‘Yahudileri de Hıristiyanları da veliler edinmeyiniz’
ABD’nin başkanlık devir-teslim törenindeki konuşmalarda ABD-İsraili’nin Gazze’deki soykırımı vurgulansaydı; diğer din ve mezhep temsilcilerine verilen konuşma hakkı Müslüman birine de verilseydi; yeni başkan ilk iş olarak, önceki başkanın ‘Batı Şeria’da güvenliği zedeleyen aşırılıkçı Yahudi yerleşimcilere yaptırım’ kararnamesini iptal etmeseydi; yeni başkanın BM Daimi Temsilciliğine aday gösterdiği kadın, İsrail’in işgali altındaki Batı Şeria’da ‘İncil’den doğan bir hakkı’ olduğunu söylemeseydi… ABD’yi dost mu bilecektik?
Elbette ki hayır! Sadece Batı Şeria’daki işgalci Yahudilerin azgınlıklarını şeklen de olsa engelliyor gibi görünen söz konusu kararnamenin iptali bile, yakın geçmişte Kudüs’ü SiyoNazilere peşkeş çeken Trump’ın yeni başkanlık döneminde de ABD-İsraili lehine işleyebileceği bir dizi cürmün habercisidir.

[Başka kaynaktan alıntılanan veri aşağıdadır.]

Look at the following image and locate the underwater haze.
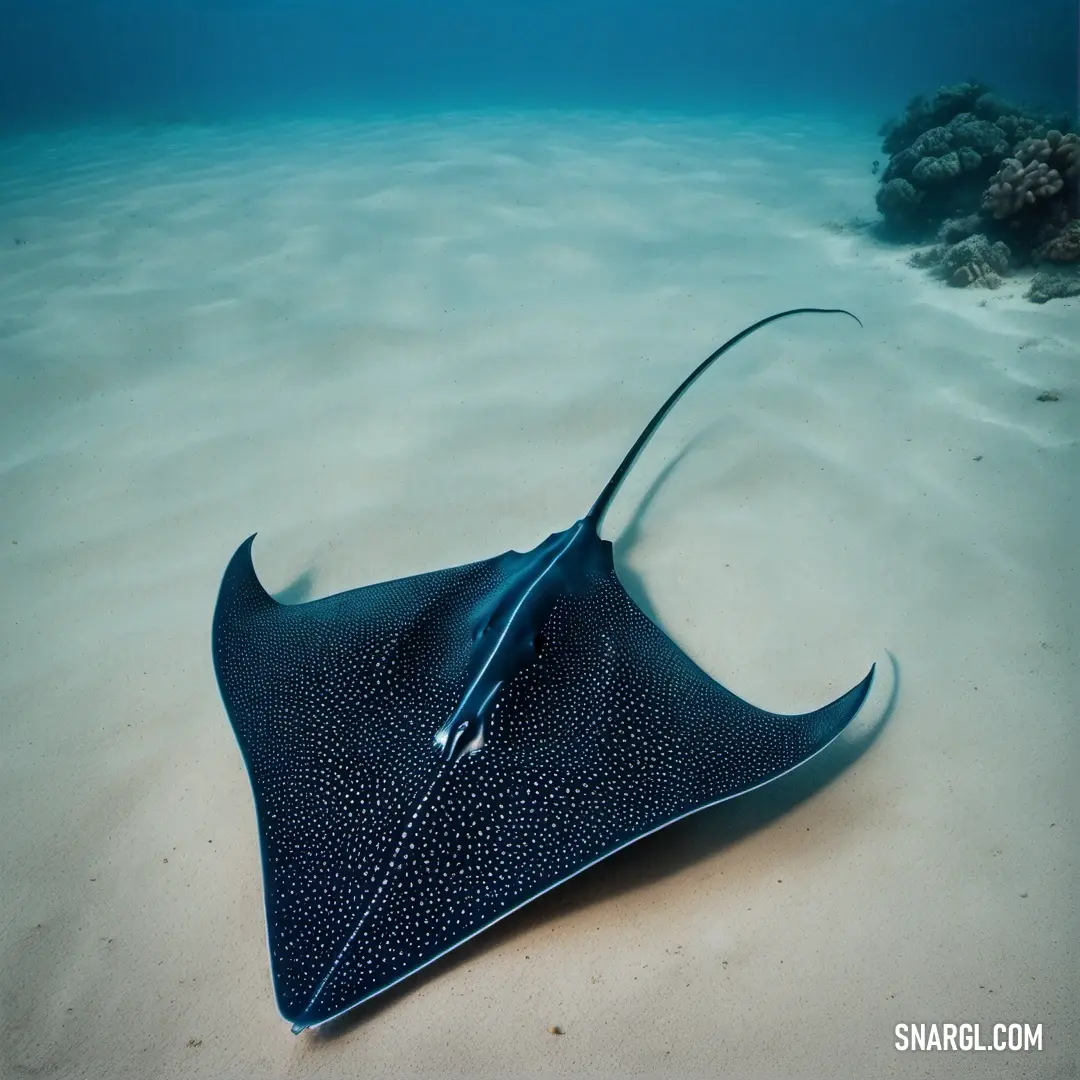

Buna göre hal ve gidişat işgal, sömürü ve zulüm yani kısaca siyaset tanımlı olsa da biz yukarıdaki sorumuzu bu siyasetle kurabileceğimiz yeni ilişkilere göre değil, bizim için bunlardan çok daha önce bağlayıcı olan
imanî bir ilke
ile açıklamak durumundayız.
Bu ilkeyi ‘Ey iman edenler, Yahudileri de Hıristiyanları da veliler edinmeyiniz. Onlar birbirlerinin dostlarıdırlar. İçinizden kim onları veli edinirse, muhakkak o da onlardandır. Şüphesiz Allah zalimler topluluğunu hidâyete erdirmez.’ mealindeki ayetle Kur’an’dan (5 Mâide, 51), bu ayetin tefsirini ise İmam Kurtubî’den nakledelim.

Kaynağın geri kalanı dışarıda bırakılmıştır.